A limitation of our study was the ability to identify only binding antibodies against IFN-α without distinguishing neutralizing autoantibodies. Additionally, we did not measure the presence of autoantibodies before COVID-19 or several months after the infection. Nonetheless, our research is among the few that have investigated autoantibodies against IFN-α across different pediatric age groups, in children with COVID-19 of varying severity, and in patients with symptoms of long COVID.
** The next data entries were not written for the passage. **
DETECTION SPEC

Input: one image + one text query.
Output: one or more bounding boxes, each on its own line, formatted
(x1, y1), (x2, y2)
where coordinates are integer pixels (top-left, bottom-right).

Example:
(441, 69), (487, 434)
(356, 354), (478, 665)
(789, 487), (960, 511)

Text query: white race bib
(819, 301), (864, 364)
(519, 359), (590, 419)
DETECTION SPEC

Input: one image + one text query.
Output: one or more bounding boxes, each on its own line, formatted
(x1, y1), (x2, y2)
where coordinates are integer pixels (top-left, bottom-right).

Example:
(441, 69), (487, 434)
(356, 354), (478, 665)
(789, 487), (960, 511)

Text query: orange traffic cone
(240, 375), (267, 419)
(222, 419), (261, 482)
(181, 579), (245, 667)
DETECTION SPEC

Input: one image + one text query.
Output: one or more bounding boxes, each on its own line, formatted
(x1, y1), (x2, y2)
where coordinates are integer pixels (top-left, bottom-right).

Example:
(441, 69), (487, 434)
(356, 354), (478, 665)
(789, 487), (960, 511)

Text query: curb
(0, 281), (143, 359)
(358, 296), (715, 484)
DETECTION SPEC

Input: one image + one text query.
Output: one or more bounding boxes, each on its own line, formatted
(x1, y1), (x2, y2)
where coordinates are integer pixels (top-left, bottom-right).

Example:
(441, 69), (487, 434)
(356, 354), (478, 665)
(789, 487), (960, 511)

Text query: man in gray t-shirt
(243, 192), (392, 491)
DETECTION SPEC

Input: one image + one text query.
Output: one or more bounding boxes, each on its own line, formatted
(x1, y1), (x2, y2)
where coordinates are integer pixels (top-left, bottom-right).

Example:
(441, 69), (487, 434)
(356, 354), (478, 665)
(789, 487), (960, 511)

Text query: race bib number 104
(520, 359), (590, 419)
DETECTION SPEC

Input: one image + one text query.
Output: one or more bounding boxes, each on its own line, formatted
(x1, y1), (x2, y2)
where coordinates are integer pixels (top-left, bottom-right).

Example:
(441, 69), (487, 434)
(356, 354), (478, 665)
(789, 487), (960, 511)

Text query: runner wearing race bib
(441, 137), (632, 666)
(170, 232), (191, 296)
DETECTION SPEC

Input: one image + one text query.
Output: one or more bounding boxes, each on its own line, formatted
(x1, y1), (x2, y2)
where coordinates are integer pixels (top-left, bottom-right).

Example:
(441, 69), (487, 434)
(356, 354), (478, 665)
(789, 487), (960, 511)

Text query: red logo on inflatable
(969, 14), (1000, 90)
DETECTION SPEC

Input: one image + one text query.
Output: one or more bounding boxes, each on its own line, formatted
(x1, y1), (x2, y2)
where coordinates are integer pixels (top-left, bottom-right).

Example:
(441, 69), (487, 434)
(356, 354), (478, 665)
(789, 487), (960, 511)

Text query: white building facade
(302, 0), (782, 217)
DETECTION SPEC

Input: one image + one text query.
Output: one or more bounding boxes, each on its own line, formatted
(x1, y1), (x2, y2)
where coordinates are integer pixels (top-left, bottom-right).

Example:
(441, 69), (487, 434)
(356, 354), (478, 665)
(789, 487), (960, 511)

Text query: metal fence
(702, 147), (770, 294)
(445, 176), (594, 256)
Future studies will help determine the persistence of these autoantibodies during long-term observation and their impact on the recovery of patients with COVID-19. They will also assess their concentration in other viral infections, such as influenza.

Conclusions

Binding anti-IFN-α antibodies were detected in 2.6% of children with a history of COVID-19 of varying severity. The detection rate was 4% among hospitalized COVID-19 patients and 25% among those with severe or critical COVID-19. Anti-IFN-α antibodies are unlikely to play a significant role in the development of long COVID symptoms, despite being detected in 3.4% of patients with long COVID and none of the fully recovered patients, as the difference was not statistically significant.

This study underscores the importance of further research to distinguish between binding and neutralizing autoantibodies against IFN-α, as well as to understand their clinical significance, dynamics over time, and their potential impact on the development of long COVID symptoms.